Il prit un couteau dans les affaires du garçon et descendit vers le fleuve. Lorsqu'il arriva sur la berge, le garçon complètement trempé tenait à bras-le-corps un gros poisson qui convulsait violemment, ses yeux globuleux écarquillés par le manque d'oxygène.
Sans faire plus de chichis, l'Archange enfonça le couteau dans l'œil du poisson. Celui-ci se tordit encore quelques secondes avant de se raidir définitivement.
« Et bien, au menu de ce soir, ce sera du poisson frit » commenta Raphaël avec légèreté. « Donne-moi ça et finis de te laver. »
Tobie remit l'animal à son compagnon, l'air stupéfait.
« Je n'en ai jamais vu d'aussi gros ! » souffla-t-il avec ébahissement.
Raphaël fit la grimace.
« Quand on a voyagé aussi longtemps que moi, tu sauras qu'on trouve bien plus gros que soi ailleurs » lâcha-t-il avant de tourner les talons.
Une fois revenu au campement, il posa le poisson sur une pierre large qui se trouvait là et commença à le vider.

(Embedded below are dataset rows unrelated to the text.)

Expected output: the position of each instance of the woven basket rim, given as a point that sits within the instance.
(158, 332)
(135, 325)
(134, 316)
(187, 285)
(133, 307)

Je n'aurais jamais cru qu'un emplumé sache se servir de ses dix doigts, renifla le cabot.
Pour le faire taire, l'ange lui lança quelques viscères. Acceptant le pot-de-vin, le chien ne fit plus aucune réflexion et se mit à mâchonner les entrailles.
Lorsque Tobie revint du fleuve, le poisson avait été réduit en filets, dont deux en train de cuire doucement. Raphaël avait sorti deux pots en terre cuite et y rangeait quelque chose.
« Qu'est-ce que tu fais ? » interrogea le garçon en s'asseyant.
« Je récupère » déclara l'ange. « Il y avait des choses utiles dans ce bestiau, et c'aurait été dommage de les manger. »
L'adolescent fronça les sourcils.
« Quel genre de chose ? »
« Le cœur et le foie de ce poisson chassent les esprits démoniaques quand tu les fais brûler. Et pour ce qui est du fiel, il n'y a qu'à l'appliquer sur les yeux pour guérir la cécité. C'est infaillible. »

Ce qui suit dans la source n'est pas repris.